Open Johnson-yue opened 6 years ago

Johnson-yue commented 6 years ago

Hi, my model is work and every is ok. thank you. But in my test case, I found some bugs.

1) Usage of GPU memory:

My model is resnet-50 and I was set session_config flag such as "log_device_placement": true, "allow_soft_placement": true, "allow_growth": true , I do not use "per_process_gpu_memory_fraction": 0.5 because it will limit 50% gpu memory use whether your model is small or big. So, when I start a serving at first time. the usage of gpu memory is 340+MB, I think it is reasonable. but when I run client code once or more. the usage of gpu memory growth untill 7.4GB. I do not know why, do you check it?

2) cost time of inference:

I test my model with frozen.pb on Session mode , the cost time is about 6-7ms of sess.run(). But when I deploy this model on STFS with gpu, it cost 40ms once! I think you have checked your STFS performace with other deploy framework. but , do you compare the cost time of Session.run() with TF-Serving run??

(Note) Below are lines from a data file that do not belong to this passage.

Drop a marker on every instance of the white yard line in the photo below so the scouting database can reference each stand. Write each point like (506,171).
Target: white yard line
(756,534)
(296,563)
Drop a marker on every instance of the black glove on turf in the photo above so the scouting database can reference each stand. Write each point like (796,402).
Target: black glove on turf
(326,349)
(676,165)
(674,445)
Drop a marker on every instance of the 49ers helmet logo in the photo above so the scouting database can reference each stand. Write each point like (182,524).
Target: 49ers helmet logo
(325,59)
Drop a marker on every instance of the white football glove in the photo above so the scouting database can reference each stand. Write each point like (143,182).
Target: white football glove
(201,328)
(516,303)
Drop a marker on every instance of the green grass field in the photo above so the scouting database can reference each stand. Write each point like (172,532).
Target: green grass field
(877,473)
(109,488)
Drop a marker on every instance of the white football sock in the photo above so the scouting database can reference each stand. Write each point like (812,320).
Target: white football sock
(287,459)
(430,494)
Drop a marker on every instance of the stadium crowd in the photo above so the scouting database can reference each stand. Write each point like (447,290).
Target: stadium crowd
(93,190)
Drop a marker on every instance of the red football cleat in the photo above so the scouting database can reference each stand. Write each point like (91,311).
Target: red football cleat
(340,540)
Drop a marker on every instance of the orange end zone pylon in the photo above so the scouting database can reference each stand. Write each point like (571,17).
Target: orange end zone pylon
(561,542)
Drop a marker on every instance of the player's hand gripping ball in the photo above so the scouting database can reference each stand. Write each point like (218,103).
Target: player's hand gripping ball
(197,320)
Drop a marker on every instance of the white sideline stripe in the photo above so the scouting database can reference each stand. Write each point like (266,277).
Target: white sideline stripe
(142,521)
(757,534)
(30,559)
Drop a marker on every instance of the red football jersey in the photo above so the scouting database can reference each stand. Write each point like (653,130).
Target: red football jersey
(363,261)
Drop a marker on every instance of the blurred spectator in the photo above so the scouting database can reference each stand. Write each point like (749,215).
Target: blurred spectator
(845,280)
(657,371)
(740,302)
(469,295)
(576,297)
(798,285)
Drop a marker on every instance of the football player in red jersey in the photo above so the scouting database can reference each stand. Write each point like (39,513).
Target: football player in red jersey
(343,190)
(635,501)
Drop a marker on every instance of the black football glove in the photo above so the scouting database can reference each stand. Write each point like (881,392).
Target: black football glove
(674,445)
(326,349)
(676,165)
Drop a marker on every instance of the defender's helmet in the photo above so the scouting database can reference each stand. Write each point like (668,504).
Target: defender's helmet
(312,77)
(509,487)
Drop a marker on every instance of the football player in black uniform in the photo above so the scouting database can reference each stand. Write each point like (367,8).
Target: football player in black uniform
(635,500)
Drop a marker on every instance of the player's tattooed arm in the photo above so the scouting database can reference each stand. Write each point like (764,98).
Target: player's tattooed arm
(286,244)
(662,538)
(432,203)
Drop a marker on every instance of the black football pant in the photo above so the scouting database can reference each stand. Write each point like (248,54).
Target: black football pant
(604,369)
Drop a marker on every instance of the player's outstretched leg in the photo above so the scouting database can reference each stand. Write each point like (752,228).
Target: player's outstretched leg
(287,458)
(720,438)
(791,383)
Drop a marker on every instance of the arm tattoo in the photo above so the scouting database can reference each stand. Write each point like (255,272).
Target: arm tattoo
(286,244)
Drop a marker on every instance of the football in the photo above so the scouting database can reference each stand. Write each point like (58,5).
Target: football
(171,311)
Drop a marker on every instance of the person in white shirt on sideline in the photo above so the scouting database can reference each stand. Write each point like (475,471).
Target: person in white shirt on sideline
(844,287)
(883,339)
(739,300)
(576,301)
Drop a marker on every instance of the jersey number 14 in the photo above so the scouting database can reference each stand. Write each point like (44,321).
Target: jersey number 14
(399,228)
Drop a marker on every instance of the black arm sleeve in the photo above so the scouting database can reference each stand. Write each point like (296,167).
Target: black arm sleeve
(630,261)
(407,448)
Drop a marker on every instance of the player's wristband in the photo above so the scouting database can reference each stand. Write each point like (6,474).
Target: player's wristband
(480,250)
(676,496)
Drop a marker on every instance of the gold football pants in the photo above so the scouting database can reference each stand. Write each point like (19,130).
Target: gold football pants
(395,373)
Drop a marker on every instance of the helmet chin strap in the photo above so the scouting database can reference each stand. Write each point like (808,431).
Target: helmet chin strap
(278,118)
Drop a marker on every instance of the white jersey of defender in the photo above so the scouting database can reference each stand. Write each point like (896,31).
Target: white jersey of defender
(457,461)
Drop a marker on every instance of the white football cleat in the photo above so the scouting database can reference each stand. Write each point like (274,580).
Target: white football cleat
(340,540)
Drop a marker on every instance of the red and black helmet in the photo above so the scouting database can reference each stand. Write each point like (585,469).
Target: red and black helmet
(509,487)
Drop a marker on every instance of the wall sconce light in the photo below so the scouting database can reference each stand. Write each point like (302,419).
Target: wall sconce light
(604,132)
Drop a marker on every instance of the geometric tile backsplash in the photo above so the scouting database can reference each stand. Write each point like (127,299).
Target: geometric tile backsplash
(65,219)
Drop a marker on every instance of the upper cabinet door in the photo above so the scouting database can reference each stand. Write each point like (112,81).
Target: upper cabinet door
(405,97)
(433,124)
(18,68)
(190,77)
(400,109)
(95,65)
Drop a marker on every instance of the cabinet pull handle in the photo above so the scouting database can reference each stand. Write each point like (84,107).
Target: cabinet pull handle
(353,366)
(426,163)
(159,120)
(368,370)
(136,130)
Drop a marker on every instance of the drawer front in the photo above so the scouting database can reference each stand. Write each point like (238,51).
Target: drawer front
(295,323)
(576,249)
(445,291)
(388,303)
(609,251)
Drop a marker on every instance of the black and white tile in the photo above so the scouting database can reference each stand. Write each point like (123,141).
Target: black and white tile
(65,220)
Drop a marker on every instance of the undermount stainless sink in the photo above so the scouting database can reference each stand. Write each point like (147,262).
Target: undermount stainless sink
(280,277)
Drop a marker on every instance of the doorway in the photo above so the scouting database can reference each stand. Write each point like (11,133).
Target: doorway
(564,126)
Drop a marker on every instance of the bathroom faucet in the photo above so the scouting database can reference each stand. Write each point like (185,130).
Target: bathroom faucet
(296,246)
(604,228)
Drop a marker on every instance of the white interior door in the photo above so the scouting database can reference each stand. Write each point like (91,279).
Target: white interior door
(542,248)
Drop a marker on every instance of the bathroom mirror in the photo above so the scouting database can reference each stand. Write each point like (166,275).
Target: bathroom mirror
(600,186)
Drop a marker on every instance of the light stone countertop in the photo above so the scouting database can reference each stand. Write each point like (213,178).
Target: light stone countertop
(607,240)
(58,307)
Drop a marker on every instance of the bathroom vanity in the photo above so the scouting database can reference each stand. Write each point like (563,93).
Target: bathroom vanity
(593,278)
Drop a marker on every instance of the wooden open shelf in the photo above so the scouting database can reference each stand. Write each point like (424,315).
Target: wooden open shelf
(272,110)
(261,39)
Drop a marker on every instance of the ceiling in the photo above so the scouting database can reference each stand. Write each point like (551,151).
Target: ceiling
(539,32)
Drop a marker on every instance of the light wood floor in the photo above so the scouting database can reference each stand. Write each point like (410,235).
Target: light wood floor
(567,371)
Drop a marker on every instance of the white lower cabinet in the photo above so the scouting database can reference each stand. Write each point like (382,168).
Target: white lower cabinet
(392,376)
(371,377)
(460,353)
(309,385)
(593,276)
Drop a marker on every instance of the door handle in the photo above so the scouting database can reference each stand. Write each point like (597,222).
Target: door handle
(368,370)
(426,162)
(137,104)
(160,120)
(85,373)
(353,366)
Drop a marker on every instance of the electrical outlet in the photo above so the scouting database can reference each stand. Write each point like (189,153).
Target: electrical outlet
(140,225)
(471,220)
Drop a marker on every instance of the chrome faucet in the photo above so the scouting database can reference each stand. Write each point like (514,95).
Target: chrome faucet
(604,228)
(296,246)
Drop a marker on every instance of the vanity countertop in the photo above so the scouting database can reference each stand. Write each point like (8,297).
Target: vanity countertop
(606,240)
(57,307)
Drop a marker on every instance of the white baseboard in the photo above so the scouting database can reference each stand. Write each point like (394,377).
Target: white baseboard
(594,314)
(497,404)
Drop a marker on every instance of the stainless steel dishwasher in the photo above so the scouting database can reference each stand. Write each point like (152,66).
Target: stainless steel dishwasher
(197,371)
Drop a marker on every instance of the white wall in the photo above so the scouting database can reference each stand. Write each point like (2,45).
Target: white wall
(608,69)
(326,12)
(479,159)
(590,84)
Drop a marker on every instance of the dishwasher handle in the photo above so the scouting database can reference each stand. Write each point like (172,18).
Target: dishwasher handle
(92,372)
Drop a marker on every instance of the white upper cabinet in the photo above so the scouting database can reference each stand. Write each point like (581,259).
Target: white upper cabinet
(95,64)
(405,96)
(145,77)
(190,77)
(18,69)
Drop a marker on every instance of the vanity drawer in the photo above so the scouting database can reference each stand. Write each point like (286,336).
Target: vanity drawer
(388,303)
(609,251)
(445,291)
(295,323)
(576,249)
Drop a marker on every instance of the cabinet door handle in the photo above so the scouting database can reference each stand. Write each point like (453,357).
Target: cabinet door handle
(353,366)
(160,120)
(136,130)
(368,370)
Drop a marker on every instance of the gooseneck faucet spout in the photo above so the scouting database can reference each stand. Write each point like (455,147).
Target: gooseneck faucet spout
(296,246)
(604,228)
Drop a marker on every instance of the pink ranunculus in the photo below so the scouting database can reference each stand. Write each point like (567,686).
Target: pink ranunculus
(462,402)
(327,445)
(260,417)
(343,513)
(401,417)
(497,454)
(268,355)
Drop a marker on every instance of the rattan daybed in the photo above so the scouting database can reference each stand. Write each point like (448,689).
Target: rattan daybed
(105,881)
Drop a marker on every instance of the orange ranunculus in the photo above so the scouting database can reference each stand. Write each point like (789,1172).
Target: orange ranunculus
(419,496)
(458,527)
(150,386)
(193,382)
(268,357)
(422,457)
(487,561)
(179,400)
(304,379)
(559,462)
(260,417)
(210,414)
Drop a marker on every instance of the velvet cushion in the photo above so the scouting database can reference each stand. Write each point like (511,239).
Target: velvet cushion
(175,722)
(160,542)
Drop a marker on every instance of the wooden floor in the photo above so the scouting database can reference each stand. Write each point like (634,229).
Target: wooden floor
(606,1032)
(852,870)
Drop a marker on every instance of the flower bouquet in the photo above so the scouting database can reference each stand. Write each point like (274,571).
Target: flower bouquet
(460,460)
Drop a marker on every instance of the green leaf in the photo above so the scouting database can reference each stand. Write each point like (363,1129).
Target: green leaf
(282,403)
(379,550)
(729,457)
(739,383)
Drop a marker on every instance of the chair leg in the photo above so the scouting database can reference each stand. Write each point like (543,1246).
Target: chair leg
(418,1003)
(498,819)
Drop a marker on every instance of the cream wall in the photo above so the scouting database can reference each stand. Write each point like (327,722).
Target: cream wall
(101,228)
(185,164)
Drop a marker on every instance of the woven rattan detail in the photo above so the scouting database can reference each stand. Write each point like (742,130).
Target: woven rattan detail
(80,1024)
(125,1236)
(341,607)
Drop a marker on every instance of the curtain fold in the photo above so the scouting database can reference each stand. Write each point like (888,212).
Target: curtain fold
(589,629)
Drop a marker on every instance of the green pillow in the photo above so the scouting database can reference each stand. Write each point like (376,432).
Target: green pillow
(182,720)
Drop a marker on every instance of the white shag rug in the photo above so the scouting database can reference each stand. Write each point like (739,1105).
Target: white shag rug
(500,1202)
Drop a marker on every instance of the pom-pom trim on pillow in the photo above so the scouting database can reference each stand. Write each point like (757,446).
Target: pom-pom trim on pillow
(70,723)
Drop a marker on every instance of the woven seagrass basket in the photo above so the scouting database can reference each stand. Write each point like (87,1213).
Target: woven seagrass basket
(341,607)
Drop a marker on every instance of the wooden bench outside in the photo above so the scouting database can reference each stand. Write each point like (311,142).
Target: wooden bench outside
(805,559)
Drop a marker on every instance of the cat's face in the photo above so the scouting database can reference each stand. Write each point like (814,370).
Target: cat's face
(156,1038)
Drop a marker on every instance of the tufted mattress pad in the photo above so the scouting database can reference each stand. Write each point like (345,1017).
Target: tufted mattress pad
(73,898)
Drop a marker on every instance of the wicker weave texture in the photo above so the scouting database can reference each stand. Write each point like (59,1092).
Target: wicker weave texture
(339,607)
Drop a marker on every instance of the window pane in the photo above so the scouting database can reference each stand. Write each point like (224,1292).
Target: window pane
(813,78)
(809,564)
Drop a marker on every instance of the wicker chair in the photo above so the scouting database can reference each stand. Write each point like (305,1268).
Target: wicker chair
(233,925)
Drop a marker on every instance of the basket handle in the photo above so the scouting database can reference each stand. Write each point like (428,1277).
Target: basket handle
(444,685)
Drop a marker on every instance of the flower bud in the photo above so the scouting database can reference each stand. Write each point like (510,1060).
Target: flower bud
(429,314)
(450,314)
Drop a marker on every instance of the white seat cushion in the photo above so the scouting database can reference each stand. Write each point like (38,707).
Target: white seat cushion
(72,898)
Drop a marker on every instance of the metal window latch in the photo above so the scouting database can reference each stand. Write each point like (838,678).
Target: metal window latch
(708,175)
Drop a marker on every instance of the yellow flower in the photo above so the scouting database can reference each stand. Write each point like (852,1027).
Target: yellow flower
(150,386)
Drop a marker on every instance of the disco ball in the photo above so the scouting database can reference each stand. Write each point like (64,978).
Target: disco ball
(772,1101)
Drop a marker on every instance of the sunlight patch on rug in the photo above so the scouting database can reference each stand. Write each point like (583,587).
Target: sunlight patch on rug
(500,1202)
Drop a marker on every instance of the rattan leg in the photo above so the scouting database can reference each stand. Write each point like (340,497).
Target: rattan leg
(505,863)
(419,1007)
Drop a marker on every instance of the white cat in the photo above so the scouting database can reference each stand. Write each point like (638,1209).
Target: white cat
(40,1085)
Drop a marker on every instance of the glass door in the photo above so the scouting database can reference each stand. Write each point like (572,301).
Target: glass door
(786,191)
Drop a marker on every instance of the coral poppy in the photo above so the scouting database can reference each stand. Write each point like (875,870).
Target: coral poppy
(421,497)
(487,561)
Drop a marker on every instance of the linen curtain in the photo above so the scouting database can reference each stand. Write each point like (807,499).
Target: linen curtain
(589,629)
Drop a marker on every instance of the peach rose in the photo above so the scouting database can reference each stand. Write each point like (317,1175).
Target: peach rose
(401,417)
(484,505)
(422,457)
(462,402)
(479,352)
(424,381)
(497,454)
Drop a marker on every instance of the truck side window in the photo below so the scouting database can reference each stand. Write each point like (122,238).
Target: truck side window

tobegit3hub commented 6 years ago

For the first question, the usage of GPU dependencies on your model and the batch size. The model may be only 340MB but one of its operation like matrix multiplication needs more GPU memory to hold the intermediate variables.

For the second question, you can run the server with --log_level=debug and it will print the time of sess.run(). SimpleTensorFlowServing will cost more time to process and response HTTP requests but it should not be much slower. We have the performance tests with TensorFlow Serving and the time is close the sess.run() with TensorFlow Python APIs.